Trends in U.S Financial Service Industry

An understanding of trends is useful for the deal makers seeking opportunities from financial services market. These trends in financial services offer the world’s leading bankers, lenders, brokers and insurers the data-driven insights that are needed to guide their strategic digital marketing decisions.

The U.S financial sector was in turmoil in 2007 due to the wide recession in the world economy. Many of the new policies that have taken by the effects of recession are directed towards financial institutions. Let us know the trends in the US financial service industry contributing to the value added or total gross domestic product and the distribution of this income between the shareholders and the labors.

The “value added” of the financial sector measures the value of the services provided by this sector to the overall economy. Shareholder income is the leftover income of value added after covering for labor costs, corporate tax, and investment expenditure. The shareholder income decreased dramatically during the early 1960’s followed by a two decade stagnation. Later it experienced an unprecedented growth from the mid-1990’s to the present. By 2007, this share had risen to twice its previous high point.
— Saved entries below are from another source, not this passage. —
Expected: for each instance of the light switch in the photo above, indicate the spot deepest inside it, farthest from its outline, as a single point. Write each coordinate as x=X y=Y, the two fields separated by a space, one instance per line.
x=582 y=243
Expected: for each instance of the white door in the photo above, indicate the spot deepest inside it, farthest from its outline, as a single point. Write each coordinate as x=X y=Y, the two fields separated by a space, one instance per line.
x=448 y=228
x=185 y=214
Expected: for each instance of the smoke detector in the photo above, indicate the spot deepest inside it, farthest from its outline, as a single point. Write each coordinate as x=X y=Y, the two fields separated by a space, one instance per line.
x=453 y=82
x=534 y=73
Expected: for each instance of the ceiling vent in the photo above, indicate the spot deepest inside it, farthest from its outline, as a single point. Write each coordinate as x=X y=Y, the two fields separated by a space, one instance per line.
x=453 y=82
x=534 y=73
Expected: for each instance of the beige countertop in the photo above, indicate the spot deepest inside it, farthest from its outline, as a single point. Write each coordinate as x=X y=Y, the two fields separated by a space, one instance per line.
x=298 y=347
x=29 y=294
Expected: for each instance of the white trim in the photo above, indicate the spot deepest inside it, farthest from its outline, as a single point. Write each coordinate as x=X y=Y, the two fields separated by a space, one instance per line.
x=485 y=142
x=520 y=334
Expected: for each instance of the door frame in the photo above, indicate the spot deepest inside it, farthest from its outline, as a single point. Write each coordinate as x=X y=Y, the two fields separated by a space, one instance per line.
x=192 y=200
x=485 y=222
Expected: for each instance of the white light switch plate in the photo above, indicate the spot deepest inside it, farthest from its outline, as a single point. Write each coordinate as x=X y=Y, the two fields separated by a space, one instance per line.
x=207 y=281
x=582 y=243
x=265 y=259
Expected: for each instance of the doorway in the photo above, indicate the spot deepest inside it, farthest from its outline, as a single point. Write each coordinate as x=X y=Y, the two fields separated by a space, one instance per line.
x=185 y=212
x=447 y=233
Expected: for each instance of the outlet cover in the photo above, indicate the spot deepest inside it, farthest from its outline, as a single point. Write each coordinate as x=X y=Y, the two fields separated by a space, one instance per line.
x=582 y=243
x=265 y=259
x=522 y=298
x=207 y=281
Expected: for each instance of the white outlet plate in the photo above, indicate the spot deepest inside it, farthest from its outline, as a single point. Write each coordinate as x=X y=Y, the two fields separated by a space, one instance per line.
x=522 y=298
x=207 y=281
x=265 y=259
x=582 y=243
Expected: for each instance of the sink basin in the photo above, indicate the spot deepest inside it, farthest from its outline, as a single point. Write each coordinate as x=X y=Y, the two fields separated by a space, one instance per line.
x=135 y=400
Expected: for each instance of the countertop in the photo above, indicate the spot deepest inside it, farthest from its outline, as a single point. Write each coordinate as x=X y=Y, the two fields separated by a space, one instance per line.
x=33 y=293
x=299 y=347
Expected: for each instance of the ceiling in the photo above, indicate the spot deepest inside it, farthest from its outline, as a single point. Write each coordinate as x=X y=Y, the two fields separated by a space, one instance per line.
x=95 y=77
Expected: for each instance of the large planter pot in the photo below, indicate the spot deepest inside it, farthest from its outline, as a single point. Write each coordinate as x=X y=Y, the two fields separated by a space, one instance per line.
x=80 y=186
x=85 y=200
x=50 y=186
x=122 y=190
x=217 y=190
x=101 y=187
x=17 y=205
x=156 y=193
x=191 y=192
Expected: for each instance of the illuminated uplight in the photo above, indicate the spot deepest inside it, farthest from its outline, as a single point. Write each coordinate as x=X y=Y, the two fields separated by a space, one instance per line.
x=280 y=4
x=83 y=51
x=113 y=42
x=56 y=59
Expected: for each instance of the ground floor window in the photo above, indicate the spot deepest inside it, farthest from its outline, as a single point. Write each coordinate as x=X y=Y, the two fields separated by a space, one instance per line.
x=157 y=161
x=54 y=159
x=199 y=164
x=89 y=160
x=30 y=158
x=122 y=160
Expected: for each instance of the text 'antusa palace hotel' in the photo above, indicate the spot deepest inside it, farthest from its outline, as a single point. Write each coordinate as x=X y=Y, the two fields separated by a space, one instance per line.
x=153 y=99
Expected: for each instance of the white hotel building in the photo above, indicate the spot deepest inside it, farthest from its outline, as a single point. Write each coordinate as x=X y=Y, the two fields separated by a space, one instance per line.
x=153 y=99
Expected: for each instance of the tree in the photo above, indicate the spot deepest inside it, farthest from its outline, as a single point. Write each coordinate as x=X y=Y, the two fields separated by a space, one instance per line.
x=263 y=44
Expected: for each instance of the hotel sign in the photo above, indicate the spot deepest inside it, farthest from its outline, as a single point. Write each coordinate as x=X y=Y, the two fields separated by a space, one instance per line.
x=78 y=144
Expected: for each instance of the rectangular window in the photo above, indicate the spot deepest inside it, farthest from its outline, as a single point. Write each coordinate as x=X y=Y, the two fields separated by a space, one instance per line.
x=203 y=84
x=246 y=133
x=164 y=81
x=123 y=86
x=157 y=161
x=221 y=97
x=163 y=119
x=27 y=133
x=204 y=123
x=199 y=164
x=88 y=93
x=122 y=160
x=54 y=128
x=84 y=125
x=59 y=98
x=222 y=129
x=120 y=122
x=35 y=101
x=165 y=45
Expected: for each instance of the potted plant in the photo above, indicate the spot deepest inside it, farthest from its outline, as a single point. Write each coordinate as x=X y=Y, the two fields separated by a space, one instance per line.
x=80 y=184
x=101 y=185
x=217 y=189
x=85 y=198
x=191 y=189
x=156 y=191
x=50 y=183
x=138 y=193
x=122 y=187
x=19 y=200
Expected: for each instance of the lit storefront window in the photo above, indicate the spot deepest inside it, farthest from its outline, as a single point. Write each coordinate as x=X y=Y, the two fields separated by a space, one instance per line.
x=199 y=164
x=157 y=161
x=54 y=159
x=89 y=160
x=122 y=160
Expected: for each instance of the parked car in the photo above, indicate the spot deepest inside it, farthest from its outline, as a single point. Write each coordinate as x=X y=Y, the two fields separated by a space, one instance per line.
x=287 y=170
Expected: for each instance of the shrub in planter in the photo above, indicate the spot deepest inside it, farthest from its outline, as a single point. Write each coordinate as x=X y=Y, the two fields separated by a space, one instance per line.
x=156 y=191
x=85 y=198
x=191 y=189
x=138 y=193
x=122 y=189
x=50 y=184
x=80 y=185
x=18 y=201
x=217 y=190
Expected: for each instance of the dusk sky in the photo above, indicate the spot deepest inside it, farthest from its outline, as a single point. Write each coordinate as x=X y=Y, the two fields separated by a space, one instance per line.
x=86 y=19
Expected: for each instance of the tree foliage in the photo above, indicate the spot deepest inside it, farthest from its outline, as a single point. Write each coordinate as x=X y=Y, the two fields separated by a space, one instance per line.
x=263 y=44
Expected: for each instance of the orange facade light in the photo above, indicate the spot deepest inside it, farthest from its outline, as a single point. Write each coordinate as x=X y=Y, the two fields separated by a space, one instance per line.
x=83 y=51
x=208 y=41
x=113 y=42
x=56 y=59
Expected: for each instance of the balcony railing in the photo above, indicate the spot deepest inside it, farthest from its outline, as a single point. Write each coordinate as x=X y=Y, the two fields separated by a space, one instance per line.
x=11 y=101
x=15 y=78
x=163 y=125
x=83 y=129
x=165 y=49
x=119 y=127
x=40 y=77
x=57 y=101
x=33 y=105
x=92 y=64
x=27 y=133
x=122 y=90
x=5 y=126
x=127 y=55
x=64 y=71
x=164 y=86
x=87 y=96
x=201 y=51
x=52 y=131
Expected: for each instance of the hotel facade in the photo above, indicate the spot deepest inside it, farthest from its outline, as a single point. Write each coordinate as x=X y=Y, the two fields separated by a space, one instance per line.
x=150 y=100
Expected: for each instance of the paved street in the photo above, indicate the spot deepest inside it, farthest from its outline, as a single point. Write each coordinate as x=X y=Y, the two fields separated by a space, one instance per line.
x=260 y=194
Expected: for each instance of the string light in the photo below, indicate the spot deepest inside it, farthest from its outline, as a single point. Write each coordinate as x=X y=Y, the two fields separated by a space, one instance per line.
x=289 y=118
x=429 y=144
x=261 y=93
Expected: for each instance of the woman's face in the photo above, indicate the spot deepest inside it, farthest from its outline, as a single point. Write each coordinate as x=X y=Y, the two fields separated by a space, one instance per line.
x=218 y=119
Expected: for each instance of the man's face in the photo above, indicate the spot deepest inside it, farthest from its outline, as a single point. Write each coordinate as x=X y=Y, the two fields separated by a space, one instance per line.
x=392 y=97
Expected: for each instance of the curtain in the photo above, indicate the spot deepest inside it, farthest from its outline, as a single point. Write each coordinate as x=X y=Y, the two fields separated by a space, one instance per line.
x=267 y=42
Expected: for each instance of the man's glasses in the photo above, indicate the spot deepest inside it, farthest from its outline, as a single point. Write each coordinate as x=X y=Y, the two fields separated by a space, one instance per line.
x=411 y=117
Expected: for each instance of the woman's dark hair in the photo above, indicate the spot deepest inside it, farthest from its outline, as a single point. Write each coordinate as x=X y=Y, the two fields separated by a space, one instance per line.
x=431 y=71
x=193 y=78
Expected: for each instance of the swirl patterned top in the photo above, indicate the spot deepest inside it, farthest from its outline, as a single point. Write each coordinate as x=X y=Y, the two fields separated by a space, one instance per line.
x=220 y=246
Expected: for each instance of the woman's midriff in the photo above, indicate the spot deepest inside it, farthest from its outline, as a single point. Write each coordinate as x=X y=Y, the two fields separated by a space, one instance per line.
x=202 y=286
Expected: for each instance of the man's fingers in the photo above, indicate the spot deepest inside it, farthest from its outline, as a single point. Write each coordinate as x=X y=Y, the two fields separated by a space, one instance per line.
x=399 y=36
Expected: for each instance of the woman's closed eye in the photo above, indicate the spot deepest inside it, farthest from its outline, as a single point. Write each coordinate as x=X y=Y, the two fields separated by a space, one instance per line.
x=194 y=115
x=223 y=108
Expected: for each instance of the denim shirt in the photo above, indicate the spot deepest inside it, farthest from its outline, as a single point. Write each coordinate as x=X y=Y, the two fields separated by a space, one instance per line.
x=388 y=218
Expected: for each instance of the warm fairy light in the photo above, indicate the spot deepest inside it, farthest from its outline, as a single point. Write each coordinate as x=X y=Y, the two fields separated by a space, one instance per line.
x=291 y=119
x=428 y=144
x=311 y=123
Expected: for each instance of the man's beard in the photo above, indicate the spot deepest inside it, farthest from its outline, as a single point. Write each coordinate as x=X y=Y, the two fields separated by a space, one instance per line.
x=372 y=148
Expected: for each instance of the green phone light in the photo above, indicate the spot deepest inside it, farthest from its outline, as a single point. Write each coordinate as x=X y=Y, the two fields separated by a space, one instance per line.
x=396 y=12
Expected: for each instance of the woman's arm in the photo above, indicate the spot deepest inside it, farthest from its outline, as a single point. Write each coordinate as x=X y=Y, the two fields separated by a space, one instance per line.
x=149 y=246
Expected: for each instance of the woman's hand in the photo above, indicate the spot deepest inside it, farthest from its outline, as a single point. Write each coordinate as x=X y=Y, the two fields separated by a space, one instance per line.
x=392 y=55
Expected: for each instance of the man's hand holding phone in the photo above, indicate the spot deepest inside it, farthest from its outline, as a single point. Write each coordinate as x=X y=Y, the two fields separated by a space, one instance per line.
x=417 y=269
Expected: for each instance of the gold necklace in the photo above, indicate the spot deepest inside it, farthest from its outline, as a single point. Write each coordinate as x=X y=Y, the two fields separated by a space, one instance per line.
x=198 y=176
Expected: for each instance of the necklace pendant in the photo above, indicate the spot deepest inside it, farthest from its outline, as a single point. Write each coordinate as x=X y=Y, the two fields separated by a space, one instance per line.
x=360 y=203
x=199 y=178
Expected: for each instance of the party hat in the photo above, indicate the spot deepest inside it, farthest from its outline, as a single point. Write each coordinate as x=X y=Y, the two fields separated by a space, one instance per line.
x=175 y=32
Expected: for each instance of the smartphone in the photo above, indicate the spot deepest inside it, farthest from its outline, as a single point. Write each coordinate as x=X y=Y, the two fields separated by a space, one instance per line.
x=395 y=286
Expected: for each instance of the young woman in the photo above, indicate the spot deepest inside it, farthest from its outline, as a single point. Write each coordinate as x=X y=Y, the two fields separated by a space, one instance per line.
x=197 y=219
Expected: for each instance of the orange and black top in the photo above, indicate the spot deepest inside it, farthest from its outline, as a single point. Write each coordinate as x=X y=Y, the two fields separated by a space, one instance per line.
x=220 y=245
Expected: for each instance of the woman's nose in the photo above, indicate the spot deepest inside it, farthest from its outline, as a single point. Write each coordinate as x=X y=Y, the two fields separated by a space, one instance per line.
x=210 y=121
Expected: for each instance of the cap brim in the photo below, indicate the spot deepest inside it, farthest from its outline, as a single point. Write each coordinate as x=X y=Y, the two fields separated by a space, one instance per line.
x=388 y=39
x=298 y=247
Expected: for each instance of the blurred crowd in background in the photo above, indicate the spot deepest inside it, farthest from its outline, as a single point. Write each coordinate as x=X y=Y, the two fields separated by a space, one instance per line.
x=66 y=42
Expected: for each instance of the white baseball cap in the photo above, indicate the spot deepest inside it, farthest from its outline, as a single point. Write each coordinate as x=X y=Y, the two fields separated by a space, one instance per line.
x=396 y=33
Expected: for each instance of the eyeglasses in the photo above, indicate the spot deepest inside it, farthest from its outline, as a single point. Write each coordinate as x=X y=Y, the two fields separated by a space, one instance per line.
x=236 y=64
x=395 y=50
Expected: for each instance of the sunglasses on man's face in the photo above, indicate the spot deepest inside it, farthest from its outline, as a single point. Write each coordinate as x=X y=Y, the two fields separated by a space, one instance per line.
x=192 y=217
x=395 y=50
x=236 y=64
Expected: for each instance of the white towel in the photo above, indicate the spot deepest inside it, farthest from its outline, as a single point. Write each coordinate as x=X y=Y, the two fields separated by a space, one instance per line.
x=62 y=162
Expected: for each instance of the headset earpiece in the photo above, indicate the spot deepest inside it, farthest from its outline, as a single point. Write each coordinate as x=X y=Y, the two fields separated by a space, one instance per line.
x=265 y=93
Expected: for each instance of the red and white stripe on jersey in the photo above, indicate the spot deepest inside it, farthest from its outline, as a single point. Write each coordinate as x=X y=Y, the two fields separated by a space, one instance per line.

Perhaps the most interesting point is that the labor share for financial corporations have rose in the financial crisis. It increased by 44% in mid-2007, reaching a record high by the end of 2008. Labor compensation did not change much while value added declined drastically. The U.S. financial sector has increased substantially during the past five decades. Growth between the years 1995-2006 certainly led to high shareholder returns, whereas, labor compensation returns in the financial sector were also dramatically high at the onset of the financial crisis.